BuzzFeed Content and Creation

 

Research:

BuzzFeed’s Background

  • Back in 2006 Jonah Peretti launched an idiosyncratic side project with his partner John Johnson, initially not grasping the vast of impact it would have on today’s creative industries (New York Magazine, 2013). His successful media outlet, popularly known as BuzzFeed, has become the most influential news organization in America and continues to spread worldwide. Pulling inspiration from previous media eras, Peretti believes “major technological change has always created opportunities for new publications to lead the way- until the industry shifts again. When Edward R. Murrow moved from radio to television, people said it was undignified.
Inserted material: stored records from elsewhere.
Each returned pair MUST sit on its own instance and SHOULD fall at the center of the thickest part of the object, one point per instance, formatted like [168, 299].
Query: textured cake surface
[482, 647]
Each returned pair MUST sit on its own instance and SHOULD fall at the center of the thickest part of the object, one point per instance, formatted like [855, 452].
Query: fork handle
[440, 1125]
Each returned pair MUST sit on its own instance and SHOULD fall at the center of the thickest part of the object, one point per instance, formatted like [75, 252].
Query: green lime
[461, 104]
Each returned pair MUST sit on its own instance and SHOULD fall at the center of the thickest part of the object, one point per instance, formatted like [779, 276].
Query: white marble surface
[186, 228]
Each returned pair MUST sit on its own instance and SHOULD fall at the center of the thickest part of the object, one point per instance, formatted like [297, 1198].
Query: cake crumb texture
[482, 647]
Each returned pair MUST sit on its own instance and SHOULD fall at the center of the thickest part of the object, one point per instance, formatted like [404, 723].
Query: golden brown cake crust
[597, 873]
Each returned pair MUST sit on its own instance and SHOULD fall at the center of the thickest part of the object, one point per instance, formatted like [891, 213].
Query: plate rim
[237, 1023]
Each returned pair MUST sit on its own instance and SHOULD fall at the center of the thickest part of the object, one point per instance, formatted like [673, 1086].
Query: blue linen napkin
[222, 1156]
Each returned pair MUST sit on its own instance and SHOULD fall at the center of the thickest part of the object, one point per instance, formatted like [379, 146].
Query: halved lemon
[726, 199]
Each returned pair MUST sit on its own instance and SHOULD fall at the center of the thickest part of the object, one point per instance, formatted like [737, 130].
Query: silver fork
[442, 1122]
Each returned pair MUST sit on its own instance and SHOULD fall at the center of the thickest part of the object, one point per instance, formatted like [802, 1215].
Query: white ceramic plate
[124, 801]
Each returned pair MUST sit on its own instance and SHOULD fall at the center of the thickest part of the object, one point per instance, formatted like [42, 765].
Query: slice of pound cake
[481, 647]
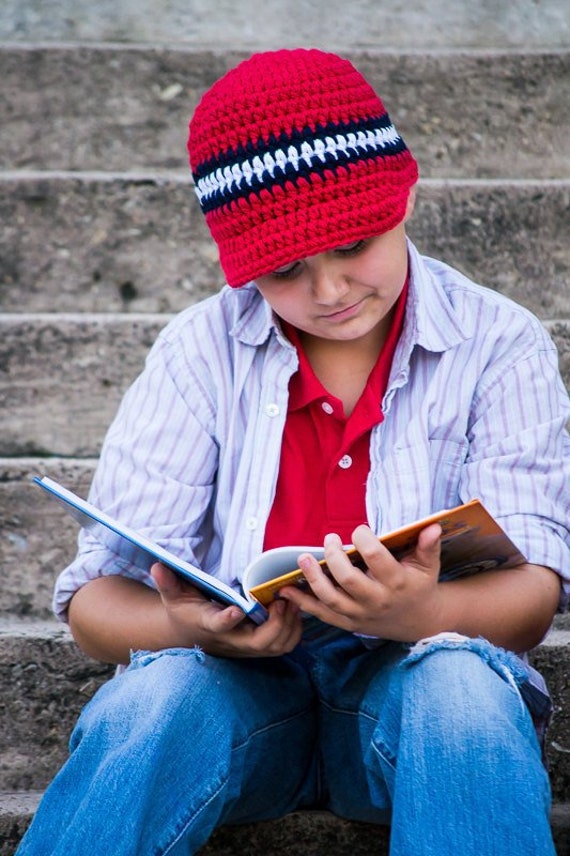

When CNN first aired people made fun of it because it was so grassroots and low budget” (The Eternal Return of BuzzFeed, 2015).
  • It’s undeniable that no one masters content and functionality on the Internet better than BuzzFeed’s CEO Jonah Peretti. What’s the secret to his platform’s success? Data. The output of the site is based on tracked content of their audiences (Fortune, 2017). “In traditional media, organizations need to make things that will appeal to 80 percent of the population. In social media, it is quite the opposite. The more specific our content is, then the more useful it is to that audience,” notes Peretti (Bill Connolly, 2017). In the early years of BuzzFeed, the only way they produced their material was through the use of algorithms to show ‘stirrings of virality’ on the web. They persuaded companies to allow their programming to monitor their partner sites and collect information to create a strong appeal to the public on the Internet (New York Magazine, 2013). In simplest terms, BuzzFeed’s innovation has more to do with how content is followed across the web, rather than how the content is presented on their site (Fortune, 2017).
  • In many other current creative industries, the focus on audience research is profound as well (Hesmondhalgh, 2013). ‘Audience power’ is commercial mass media’s principal product (Dallas Smythe, 2006, 233). “The way that cultural industries conceive of their audience is changing. There is a greater emphasis on audience research, marketing and addressing niche audiences” (Hesmondhalgh, 2013). The producers of media create an environment through the consumer’s various interactions on the Internet.
  • Appealing to the customer has always been a strong suit of BuzzFeed. They exude an omniscient-like understanding of data flow across the internet with incredible precision, creating relatable articles for all different types of members in their audiences (The Eternal Return of BuzzFeed, 2015). “It turns out Peretti’s vaunted algorithm revealed an obvious truth: People like upbeat, even childlike content” (New York Magazine, 2013). Heavy and light content stories generally appear to be synthesized together, and subsequently flood reader’s social media feeds. What makes BuzzFeed unique is their revolutionary way of reporting on both types of content, ranging from GIFs of Ryan Gosling, silly quizzes and serious political articles (The Eternal Return of BuzzFeed), which make them a well-rounded news source.
  • Being able to capture and generate emotionally triggering content puts BuzzFeed a few steps ahead of most media sites. “Great content isn’t about the content itself, but the emotion it can evoke from its audience” (Bill Connolly, 2017). Their belief about producing spreadable media revolves around the idea that a reader is more likely to share a post when they feel a sentiment, sympathy, grief, happiness, inspiration, pride and even anger towards the content in an article. Peretti spoke on this at a recent conference stating: “We think of media as something people use to help them in their lives” (Bill Connolly, 2017). This rings true in the articles that they continue to successfully produce.
  • Back in 2012, BuzzFeed noticed an increase in shared content labelled as ‘comforting’ after the horrific shooting at the Sandy Hook Elementary School in Connecticut. Their response to this was to create positive content specifically for the people in shock from the incident and lift their spirits in this devastating time. The relevant article was called “26 Moments That Restored Our Faith in Humanity This Year”. This is a great example of BuzzFeed’s algorithmic process in action. Not only does this show how they use the data to create articles, it highlights the deep seeded interest in the reader’s emotions (Bill Connolly, 2017). This process applies to a political economy, which can be defined as “the study of social relations that mutually constitute the production, distribution, and consumption of resources, placing the goal of understanding social change and historical transformation in the foreground” (Vincent Mosco, 2009, 12-13). All of the aspects of this are equally as important when creating media product a specific audience.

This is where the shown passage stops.